The findings suggest limits to Obama's persuasive skills _ and underscore what's seemingly become the public's default position in his first year in office: People like him, but they're squeamish about his policy.

"These were tough decisions this guy had to make," said Steve Pollaro, 67, a bus driver from Torrance, Calif., praising Obama for showing leadership. But Pollaro _ a registered Republican who calls himself a recent Democratic convert _ is lukewarm at best on the new strategy itself. He opposes a public timeline for beginning a withdrawal and reluctantly backs the troop increase _ on grounds that Obama knows more than he does.

Others, like Democrat Scott Hanson, 30, a state employee from Duluth, Minn., give Obama a thumbs-up for leading on Afghanistan but are absolutely against the escalation. Said Hanson: "I just don't feel that threatened, so I don't think we really need 30,000 more troops."

And there still are a large number of people who feel just the opposite. Take independent Larry Sass, 62, a UPS store manager from East Hartford, Conn., who says: "It's good he sent the troops, but he took too long to do it and I wish he would show more backbone."

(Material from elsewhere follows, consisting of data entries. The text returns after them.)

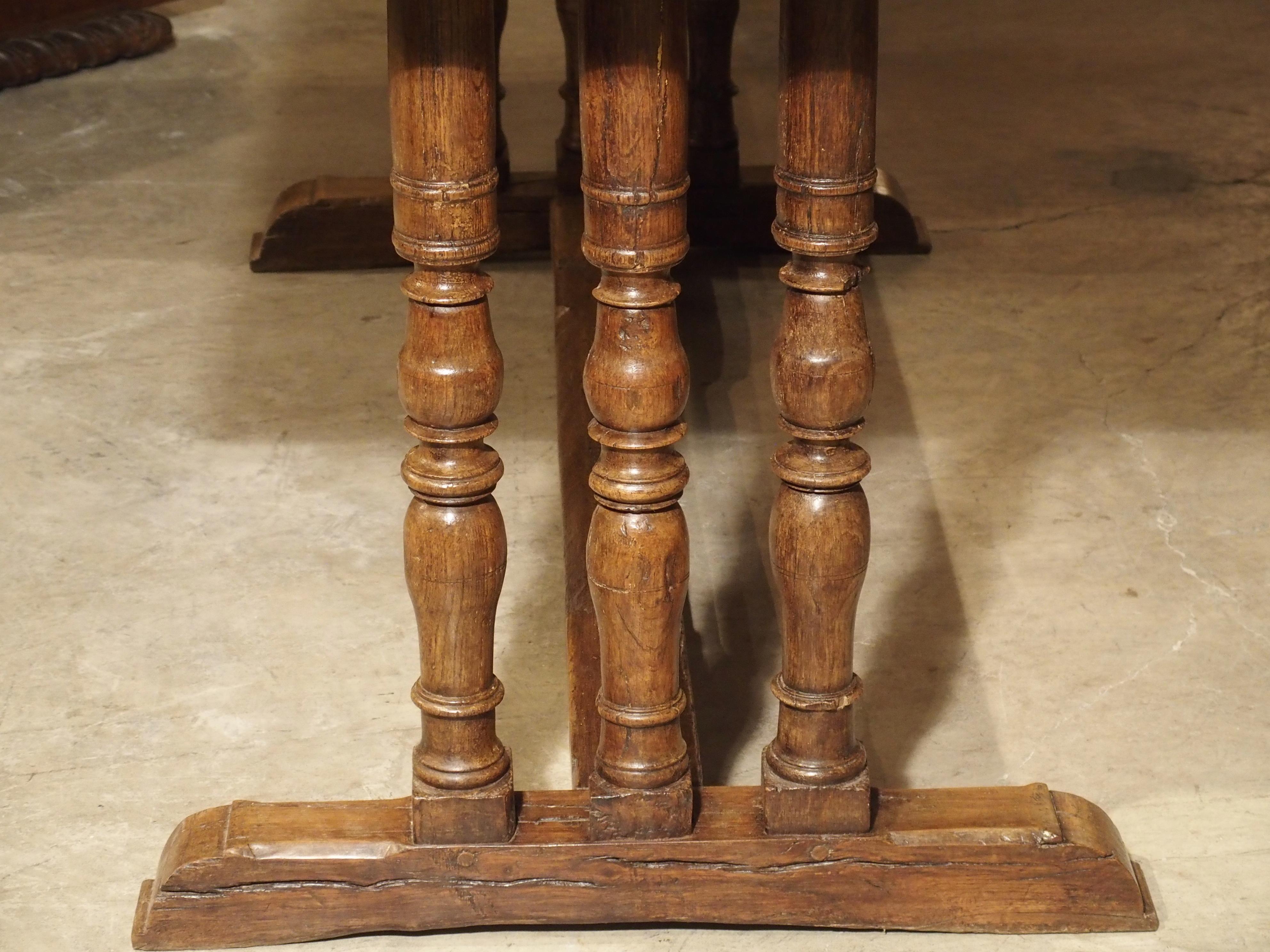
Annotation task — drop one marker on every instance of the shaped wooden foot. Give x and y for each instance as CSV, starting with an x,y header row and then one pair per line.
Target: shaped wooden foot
x,y
1011,860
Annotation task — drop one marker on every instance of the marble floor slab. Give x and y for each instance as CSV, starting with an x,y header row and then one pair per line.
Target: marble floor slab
x,y
201,596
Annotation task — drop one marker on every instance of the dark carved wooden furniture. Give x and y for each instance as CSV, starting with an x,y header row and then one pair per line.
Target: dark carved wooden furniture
x,y
58,37
640,839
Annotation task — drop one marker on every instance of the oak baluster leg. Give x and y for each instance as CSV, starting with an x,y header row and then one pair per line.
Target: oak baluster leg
x,y
815,772
634,126
714,160
444,94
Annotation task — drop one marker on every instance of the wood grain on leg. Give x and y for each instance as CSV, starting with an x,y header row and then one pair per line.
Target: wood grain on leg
x,y
635,181
444,93
815,774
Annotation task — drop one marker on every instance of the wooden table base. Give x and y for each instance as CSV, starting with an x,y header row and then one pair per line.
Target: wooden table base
x,y
1010,860
639,841
346,224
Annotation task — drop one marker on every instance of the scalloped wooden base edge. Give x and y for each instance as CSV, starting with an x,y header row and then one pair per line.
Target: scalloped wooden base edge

Overall, most people _ and most of Obama's fellow Democrats _ don't think Afghanistan is a conflict worth fighting. But Obama is pressing ahead despite such polling. He told CBS' "60 Minutes" that he ordered more troops "because I think it's the right thing to do. And that's my job. If I was worried about what polled well, there are a whole bunch of things we wouldn't have done this year."

The poll respondents' conflicting viewpoints reflect the complexity of the issues surrounding Afghanistan and underscore the challenge the novice commander in chief faces as he seeks to persuade a skeptical Congress to continue paying for war and an impatient public to stick with him heading into his first midterm congressional election year.